Retailers feeling the heat (or lack of it!)
You might have seen City Chic (ASX: CCX) out with a capital raise and a trading update indicating sales were down some 30%, and today KMD Brands (ASX: KMD), owns Rip Curl and Kathmandu, out with a materially slower than expected start to the winter trading period.
These are retailers under pressure, with share prices to match.
Then there was today's flash Purchasing Managers' Index (PMI) for June, printing below consensus, and looking very soggy. These data attempt to measure trends in the economy. Up is good, down is bad, with 50 as the baseline to indicate expansion vs contraction relative to the prior month.

In our view, Australia is running a real risk, with the unfortunate combination of a hawkish central bank, high household indebtedness, elevated mortgage rates, and the economy slowing rapidly. All of this is weighing on the consumer, who is very stretched.
Looming in the background is the very large and real housing shortage, which will not be solved through tighter policy, and given building approvals are down materially, is only likely to get worse before it gets better. House prices are high, and yet no-one can afford one, and builders are going bust, as indicated by the recent highs in the ASIC insolvency data.

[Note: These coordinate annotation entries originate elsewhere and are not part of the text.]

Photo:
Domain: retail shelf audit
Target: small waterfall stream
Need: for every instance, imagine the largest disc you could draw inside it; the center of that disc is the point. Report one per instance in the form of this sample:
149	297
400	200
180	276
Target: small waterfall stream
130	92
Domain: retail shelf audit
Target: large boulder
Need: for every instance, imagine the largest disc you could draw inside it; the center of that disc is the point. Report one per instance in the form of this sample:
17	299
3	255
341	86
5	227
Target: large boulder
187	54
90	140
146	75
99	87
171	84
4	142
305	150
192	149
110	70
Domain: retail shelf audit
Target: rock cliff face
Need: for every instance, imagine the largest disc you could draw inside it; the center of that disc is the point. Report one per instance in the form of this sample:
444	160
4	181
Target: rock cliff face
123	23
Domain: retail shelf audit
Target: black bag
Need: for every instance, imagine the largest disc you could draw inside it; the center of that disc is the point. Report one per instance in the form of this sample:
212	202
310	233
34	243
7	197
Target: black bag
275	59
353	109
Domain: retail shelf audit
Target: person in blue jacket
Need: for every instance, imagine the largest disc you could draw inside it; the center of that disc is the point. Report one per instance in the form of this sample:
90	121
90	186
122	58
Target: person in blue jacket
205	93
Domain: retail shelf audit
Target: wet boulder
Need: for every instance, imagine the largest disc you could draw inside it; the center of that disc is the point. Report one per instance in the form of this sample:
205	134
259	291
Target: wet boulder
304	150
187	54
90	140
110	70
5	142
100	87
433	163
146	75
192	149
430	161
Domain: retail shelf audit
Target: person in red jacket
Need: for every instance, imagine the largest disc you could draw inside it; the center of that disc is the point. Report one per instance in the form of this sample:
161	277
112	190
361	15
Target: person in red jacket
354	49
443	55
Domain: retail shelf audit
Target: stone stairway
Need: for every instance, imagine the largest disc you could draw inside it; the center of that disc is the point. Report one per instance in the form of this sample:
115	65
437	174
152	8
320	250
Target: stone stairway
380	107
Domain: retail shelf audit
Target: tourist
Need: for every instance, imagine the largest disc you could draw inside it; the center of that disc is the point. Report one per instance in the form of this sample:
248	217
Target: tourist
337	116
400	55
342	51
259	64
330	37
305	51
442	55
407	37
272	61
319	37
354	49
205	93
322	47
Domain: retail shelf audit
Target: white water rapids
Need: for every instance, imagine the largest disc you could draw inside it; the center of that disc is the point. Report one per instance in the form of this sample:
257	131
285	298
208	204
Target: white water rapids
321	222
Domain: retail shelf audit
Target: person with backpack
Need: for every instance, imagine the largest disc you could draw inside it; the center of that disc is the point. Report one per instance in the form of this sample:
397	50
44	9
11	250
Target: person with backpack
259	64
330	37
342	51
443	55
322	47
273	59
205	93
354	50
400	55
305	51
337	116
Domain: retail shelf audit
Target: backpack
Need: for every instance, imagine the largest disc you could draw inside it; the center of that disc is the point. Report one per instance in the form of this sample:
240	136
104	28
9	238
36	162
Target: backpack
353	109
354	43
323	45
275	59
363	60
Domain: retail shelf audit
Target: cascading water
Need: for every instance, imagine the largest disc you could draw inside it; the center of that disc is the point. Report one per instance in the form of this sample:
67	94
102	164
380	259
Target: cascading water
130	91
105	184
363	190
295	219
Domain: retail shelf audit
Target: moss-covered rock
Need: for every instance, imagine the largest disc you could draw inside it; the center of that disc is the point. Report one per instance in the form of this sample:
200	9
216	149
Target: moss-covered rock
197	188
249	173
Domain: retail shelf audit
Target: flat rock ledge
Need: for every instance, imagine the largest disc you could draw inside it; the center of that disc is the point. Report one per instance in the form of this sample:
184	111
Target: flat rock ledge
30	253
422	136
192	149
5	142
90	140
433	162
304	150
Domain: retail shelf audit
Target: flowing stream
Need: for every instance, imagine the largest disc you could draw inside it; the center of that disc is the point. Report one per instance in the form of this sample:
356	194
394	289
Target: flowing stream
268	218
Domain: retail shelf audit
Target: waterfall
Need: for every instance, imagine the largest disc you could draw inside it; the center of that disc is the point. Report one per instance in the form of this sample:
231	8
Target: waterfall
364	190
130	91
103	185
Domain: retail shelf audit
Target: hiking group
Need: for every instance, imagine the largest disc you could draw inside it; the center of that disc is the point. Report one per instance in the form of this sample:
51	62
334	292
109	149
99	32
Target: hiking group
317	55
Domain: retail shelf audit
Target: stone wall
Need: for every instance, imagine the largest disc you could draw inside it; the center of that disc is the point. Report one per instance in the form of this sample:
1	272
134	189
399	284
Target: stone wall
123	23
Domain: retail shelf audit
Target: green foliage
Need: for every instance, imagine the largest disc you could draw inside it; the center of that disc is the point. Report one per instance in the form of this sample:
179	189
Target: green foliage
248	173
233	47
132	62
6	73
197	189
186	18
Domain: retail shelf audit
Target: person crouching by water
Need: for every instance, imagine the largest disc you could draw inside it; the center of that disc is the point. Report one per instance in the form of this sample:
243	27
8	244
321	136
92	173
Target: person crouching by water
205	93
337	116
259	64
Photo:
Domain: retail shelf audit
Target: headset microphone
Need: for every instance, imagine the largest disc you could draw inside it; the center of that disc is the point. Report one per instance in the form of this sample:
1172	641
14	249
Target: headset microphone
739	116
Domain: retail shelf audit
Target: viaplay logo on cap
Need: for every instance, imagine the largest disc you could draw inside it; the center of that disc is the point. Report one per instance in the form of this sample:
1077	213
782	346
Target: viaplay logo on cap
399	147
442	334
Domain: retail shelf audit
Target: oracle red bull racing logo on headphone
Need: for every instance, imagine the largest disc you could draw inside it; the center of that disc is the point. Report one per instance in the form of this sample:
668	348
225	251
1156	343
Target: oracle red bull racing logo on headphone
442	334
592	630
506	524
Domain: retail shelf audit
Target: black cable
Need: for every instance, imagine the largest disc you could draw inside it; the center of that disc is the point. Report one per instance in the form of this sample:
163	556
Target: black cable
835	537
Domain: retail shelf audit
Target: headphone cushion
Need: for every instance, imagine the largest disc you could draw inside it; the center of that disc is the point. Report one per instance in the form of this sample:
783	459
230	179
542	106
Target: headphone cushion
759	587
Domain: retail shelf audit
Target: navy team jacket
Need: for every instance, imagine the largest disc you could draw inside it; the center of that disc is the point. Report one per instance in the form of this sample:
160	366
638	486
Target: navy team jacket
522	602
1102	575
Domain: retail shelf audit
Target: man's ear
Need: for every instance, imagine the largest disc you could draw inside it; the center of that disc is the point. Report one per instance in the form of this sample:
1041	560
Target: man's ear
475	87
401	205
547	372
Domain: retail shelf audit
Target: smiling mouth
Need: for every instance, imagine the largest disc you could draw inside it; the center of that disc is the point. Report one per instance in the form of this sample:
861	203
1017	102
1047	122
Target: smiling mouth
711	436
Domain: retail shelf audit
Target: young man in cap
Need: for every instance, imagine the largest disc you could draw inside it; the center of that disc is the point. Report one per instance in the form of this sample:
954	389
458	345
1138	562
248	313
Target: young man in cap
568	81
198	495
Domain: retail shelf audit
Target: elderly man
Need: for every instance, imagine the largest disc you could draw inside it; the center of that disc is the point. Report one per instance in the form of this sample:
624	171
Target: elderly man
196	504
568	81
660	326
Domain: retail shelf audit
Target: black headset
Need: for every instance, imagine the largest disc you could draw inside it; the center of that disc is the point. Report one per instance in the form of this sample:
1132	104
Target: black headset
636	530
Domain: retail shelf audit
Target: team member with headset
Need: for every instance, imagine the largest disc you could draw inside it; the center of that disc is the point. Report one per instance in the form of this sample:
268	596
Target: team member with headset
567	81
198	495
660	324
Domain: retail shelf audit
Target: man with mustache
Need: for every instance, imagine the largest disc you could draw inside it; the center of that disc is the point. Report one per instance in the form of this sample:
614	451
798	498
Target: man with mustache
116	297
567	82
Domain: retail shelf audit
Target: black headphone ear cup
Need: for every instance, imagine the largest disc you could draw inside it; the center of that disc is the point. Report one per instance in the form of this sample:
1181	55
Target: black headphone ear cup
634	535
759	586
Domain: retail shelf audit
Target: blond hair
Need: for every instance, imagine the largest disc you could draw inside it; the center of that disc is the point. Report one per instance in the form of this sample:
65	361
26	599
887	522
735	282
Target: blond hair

All of that sounds bad, and is reflected in the survey data, especially the business and consumer confidence surveys. Yet, it is also worth noting the survey data would not have made you any money at all, these past few years, if you based your asset allocation upon them, to any great degree. Look at the ASX 200, in contrast to the graphs above and below.

And that makes life very difficult. You've got "soft" data (surveys, like those shown above) that shouts "important, look at me", but haven't mapped at all well onto "hard" data (measures like consumption, GDP, employment) and least of all the stock market, particularly, the consumer discretionary stocks, which on average have done superbly.
It's the sort of market that can make you capitulate your long-held views, only to see them arrive just as you change your allocation.
I think that is the number one risk to guard against, in the current market. Signs of froth abound, and it can be very easy to lose your way.
For us, diversification remains key. There are pockets of value abroad (European equities, UK equities, Emerging markets, Small companies, Value stocks) and even within the US, which at first blush looks expensive, by appealing less to cap-weighted indices and more towards equal-weight ones.
Going offshore can also allow you to diversify your currency exposures, depending on the mix of hedged to unhedged that you choose.
Within domestic equities, we continue to favour the defensives over the domestic cyclicals.